Face à cette confusion générale et à la précipitation des évènements, la partie gouvernementale a pris la décision classique et radicale : limoger tout le monde. Le gouverneur de Kasserine, Mohamed Samsha, le délégué de Sbeïtla, Mosbah Fourati, le chef du district de sécurité de Sbeitla et le chef du poste de la police municipale ont été démis de leurs fonctions. Et comme à l'accoutumée, un cortège de responsables se rend sur les lieux. Le ministre de l'Intérieur, Taoufik Charfeddine, et le ministre des Affaires locales, Chokri Ben Hassen, ont été dépêchés sur place afin d'apporter l'appui nécessaire à la famille de la victime.
Pour couronner le spectacle, c'est le président de la République, Kaïs Saïed qui reçoit le chef du gouvernement Hichem Mechichi au palais de Carthage. Un communiqué de la présidence la République est émis à la suite de cette rencontre. Le président de la République avait insisté sur la nécessité de déterminer la responsabilité de chaque partie et d'appliquer la loi à tout le monde, sans exception. Toutefois, le chef de l'Etat ne s'est pas arrêté au drame survenu aujourd'hui, mais il a saisi l'occasion pour rappeler au chef du gouvernement la nécessité d'appliquer la loi à tous ceux qui ont dérobé l'argent des Tunisiens durant des décennies et dont les crimes sont restés impunis sans poursuites pénales efficaces.

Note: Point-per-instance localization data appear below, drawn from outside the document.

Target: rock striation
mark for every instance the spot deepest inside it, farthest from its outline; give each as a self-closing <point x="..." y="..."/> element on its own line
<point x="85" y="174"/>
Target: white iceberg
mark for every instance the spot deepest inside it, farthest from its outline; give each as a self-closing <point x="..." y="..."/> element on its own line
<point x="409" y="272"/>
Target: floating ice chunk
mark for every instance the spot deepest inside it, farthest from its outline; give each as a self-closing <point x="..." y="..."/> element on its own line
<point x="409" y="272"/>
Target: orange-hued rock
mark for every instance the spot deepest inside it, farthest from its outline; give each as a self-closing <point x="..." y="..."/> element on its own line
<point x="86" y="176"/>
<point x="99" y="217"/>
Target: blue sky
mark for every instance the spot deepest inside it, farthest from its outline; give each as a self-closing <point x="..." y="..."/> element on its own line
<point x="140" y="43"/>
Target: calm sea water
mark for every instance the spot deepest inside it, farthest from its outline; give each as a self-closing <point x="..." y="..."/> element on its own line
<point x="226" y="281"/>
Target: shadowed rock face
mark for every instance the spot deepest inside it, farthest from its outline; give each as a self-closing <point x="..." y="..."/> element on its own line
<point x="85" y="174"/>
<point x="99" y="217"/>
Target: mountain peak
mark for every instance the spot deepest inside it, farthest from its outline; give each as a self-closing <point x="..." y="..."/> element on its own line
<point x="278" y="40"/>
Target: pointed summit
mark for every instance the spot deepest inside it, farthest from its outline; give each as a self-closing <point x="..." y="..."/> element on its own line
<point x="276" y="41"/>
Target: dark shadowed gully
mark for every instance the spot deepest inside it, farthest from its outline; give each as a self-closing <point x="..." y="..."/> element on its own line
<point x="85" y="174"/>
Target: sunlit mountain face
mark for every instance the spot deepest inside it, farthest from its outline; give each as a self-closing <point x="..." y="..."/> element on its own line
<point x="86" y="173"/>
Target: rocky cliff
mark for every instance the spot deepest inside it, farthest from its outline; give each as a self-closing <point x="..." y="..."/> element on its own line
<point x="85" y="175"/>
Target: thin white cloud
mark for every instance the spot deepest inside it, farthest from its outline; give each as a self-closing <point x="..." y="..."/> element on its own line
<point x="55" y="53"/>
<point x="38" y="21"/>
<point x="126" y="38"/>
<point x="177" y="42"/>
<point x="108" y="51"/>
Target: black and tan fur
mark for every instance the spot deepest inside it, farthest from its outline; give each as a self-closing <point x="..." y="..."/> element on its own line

Ainsi, ce drame met à nu un Etat fragile et décomposé : de hauts responsables de l'Etat qui se lancent des accusations sur les réseaux sociaux en publiant des conversations téléphoniques privées alors qu'une enquête est en cours et un gouvernement qui opte pour la solution de facilité en limogeant tous les responsables sans ménagement. Au final, c'est le président de la République qui convoque le chef du gouvernement pour passer des messages populistes et pour poursuivre les règlements de compte dans lesquels il s'est inscrit.
Cette tragédie vient s'ajouter à une série de drames enregistrés ces dernières années, plus atroces les uns que les autres. Et c'est toujours, le même scénario accompagné du même traitement, sans qu'il n'y ait de solution radicale, des réflexions de fond ou des réformes rigoureuses. Rafistolage et petites mesures pour la forme afin de faire avaler la pilule au peuple. En attendant, c'est l'Etat qui encaisse les coups en l'absence de dirigeants soudés et déterminés pour sauver ce qui reste de la Tunisie.